Warad-Sin
Warad-Sîn was in 1834-1823 v.Chr. koning van Larsa. Hoewel hij slechts 12 of 13 jaar geregeerd heeft, zijn er van hem meer geschreven overblijfselen dan van welke andere koning van Larsa ook. Hij was de zoon van de Amorietenhoofdman Kudur-mabuk die de vorige koning van Larsa, Şillī-Adad, van de troon verdreef en zijn zoon erop zette. De jaarnamen van Warad-Sin zijn bekend en Sigrist heeft er een rangschikking van gegeven. Er is sprake van de inhuldiging van een en-priesteres in jaar 7, bouwactiviteiten aan de tempel van Nanna in jaar 8 en in jaar 9 werd er waarschijnlijk een beeld van Kudur-Mabuk in de tempel van Utu in Larsa geplaatst. In jaar 6 volgde hij in de voetstappen van zijn voorganger Siniqisham door 14 beelden in de heilige stad Nippur te plaatsen.[1] Niet alle jaarnamen zijn zo vroom en vredelievend.
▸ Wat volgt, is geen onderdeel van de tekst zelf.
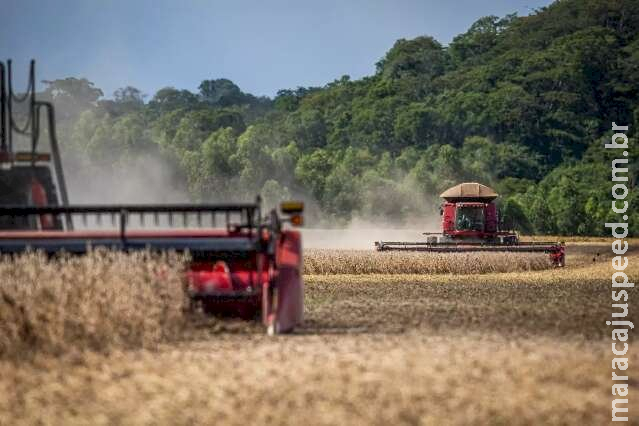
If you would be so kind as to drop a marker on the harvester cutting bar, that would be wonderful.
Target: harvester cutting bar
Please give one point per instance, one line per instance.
(556, 250)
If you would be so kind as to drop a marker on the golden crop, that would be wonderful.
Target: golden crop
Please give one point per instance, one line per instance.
(370, 262)
(93, 302)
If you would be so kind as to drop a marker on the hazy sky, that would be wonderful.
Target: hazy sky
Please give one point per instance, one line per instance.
(262, 46)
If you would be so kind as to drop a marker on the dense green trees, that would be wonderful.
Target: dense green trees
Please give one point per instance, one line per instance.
(522, 104)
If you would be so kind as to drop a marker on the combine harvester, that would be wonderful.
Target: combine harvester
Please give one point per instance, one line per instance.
(242, 264)
(470, 224)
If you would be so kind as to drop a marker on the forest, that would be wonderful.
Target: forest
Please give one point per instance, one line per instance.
(523, 104)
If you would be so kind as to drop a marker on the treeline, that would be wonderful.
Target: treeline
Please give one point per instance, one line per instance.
(523, 104)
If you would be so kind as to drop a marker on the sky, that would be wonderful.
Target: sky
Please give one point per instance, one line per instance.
(263, 46)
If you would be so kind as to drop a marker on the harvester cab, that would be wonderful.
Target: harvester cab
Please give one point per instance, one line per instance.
(241, 263)
(470, 222)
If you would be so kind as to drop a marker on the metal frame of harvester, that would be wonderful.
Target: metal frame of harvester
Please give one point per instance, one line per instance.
(241, 262)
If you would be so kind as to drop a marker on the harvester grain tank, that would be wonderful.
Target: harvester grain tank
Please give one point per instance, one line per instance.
(470, 223)
(242, 263)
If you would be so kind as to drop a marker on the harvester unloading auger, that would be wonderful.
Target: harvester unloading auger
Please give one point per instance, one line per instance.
(241, 263)
(470, 224)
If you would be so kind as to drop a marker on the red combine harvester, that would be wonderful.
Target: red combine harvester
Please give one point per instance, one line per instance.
(470, 223)
(242, 263)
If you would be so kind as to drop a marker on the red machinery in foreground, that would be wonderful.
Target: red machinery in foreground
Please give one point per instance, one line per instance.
(241, 263)
(469, 224)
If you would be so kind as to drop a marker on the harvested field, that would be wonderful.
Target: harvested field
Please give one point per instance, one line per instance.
(320, 261)
(497, 348)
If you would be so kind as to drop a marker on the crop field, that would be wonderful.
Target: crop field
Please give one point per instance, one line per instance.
(511, 342)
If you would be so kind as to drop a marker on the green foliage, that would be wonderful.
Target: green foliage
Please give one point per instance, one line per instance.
(521, 104)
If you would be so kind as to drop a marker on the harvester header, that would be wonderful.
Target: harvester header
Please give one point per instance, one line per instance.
(241, 262)
(470, 222)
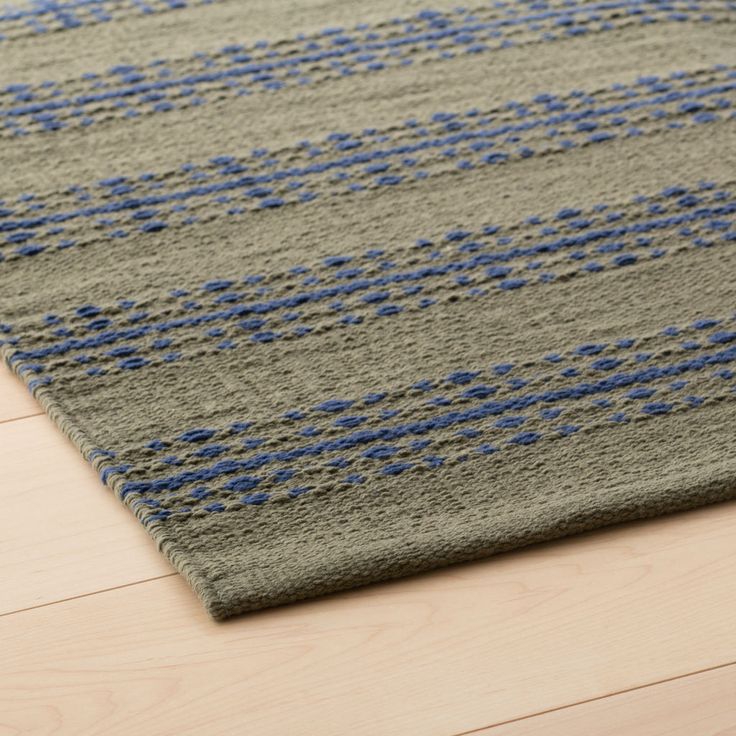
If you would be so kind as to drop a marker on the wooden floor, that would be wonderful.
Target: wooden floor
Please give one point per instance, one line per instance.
(626, 631)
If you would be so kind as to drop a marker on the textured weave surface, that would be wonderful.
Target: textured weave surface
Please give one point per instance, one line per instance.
(333, 292)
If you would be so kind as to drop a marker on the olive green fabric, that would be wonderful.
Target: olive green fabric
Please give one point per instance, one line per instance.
(335, 292)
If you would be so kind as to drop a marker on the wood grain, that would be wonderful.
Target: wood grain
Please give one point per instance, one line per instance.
(702, 704)
(15, 399)
(453, 651)
(62, 533)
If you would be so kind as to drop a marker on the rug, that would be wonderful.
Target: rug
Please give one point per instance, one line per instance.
(335, 292)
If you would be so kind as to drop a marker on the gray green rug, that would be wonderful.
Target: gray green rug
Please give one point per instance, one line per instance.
(335, 292)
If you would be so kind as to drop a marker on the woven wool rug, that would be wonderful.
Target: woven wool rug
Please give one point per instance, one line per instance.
(335, 292)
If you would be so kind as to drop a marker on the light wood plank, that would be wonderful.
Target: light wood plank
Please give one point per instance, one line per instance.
(703, 704)
(443, 653)
(62, 533)
(15, 399)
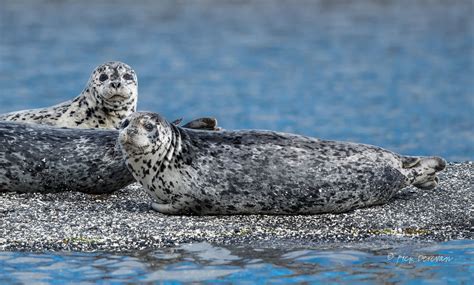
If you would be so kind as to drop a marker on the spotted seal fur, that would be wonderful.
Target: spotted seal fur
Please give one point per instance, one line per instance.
(262, 172)
(41, 158)
(109, 96)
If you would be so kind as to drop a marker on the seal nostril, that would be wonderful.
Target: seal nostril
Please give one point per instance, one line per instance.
(115, 84)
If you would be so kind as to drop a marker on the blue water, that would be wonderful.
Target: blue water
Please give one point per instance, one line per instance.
(398, 74)
(445, 263)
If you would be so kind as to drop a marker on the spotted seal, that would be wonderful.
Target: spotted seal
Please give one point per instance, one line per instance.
(109, 96)
(41, 158)
(262, 172)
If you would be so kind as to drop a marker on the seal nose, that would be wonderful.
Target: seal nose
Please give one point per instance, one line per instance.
(132, 132)
(115, 84)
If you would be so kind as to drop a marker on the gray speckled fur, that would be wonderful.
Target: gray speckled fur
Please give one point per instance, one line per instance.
(35, 158)
(102, 104)
(262, 172)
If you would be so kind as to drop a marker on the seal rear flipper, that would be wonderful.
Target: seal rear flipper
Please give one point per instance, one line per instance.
(203, 124)
(166, 209)
(422, 174)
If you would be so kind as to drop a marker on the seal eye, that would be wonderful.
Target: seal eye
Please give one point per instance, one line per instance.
(125, 124)
(127, 76)
(148, 127)
(103, 77)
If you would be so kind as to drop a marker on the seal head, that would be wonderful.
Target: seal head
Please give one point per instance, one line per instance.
(114, 86)
(110, 95)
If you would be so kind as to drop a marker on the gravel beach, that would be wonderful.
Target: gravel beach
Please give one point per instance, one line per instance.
(124, 221)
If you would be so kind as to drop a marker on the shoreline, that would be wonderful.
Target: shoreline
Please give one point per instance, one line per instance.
(124, 221)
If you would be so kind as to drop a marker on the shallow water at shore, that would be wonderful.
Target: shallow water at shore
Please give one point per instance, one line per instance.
(398, 74)
(449, 262)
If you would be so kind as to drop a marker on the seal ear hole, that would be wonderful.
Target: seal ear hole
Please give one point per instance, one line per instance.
(127, 76)
(103, 77)
(148, 127)
(125, 123)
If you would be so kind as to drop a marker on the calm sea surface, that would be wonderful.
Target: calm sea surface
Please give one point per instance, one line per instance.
(398, 74)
In jaar 2 werd de muur van Kazallu verwoest en het leger van Mutiabal vernietigd. Deze gebeurtenissen worden ook elders vermeld, bijvoorbeeld op een kleikegel uit Uruk die ook bouwwerk aan de tempel van Nergal door zijn vader Kudur-mabuk vermeldt. De vader van de koning hield zich ook met de bouw van de é-èš-ki-te bezig. Dit was een heiligdom voor de god Nanna in Ur.[1] In jaar 10 bouwde Warad-Sin een muur om Ur en dit feit wordt niet alleen in zijn jaarnaam, maar ook op een aantal kleitabletten, stichtingstabletten, kegels en stichtingscilinders vermeld:[1]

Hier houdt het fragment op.